Menos badalado que seu sucessor PanAmérica, Lugar Público, escrito por um jovem estudante de Arquitetura e prefaciado por Carlos Heitor Cony, jornalista e escritor que despontava para a luta contra a ditadura, apenas tangencia temas políticos. Em meio a uma cena de sexo, o narrador mistura um comentário político: “O seu país estava sob um regime fascista e os católicos e burgueses festejavam nas ruas jogando papel picado dos prédios” (Agrippino de Paula, 2004, p. 70).

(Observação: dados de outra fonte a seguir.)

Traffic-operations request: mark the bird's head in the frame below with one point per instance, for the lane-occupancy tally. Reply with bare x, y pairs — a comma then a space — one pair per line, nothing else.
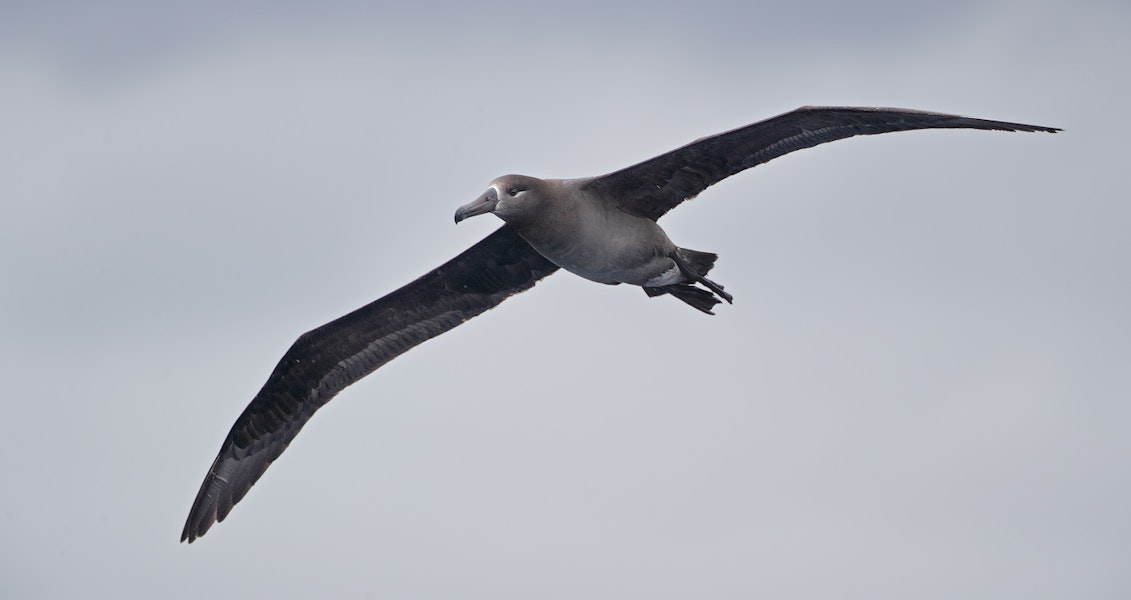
510, 198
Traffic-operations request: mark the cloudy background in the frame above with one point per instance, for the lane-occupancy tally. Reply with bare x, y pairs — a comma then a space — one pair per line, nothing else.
922, 389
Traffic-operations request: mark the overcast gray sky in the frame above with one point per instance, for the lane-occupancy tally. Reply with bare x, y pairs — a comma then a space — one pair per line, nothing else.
921, 390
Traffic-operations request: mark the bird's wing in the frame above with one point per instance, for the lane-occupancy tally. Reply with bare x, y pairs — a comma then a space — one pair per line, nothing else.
653, 188
324, 362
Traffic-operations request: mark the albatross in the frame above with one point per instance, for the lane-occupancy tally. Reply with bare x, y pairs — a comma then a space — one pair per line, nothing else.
602, 228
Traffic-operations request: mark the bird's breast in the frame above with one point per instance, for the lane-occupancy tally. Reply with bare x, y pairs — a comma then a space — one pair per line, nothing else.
607, 246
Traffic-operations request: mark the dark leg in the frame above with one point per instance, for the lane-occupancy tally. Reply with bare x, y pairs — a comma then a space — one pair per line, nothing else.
696, 277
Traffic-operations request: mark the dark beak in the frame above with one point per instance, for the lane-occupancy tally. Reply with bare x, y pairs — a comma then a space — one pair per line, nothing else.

Romance de arquiteto, em Lugar Público não há muita preocupação com a arquitetura do romance. Além disso, o espaço público é o espaço da degradação por excelência do grupo de amigos com nomes históricos ou bíblicos que convive com o narrador: Napoleão, Cícero, Moisés, Bismarck, Goering, Péricles, Isaías, o próprio Papa Pio XII. Um tema recorrente é a homossexualidade, utilizada como elemento que produz choque: o papa Pio XII, em determinado momento, fecha-se num mictório de banheiro com um colega. O texto agrega descrições minuciosas de atos cotidianos como urinar ou escrever com um material onírico que, surgindo em meio à narrativa, impede que ela se dê numa sucessão lógica ou contínua de acontecimentos.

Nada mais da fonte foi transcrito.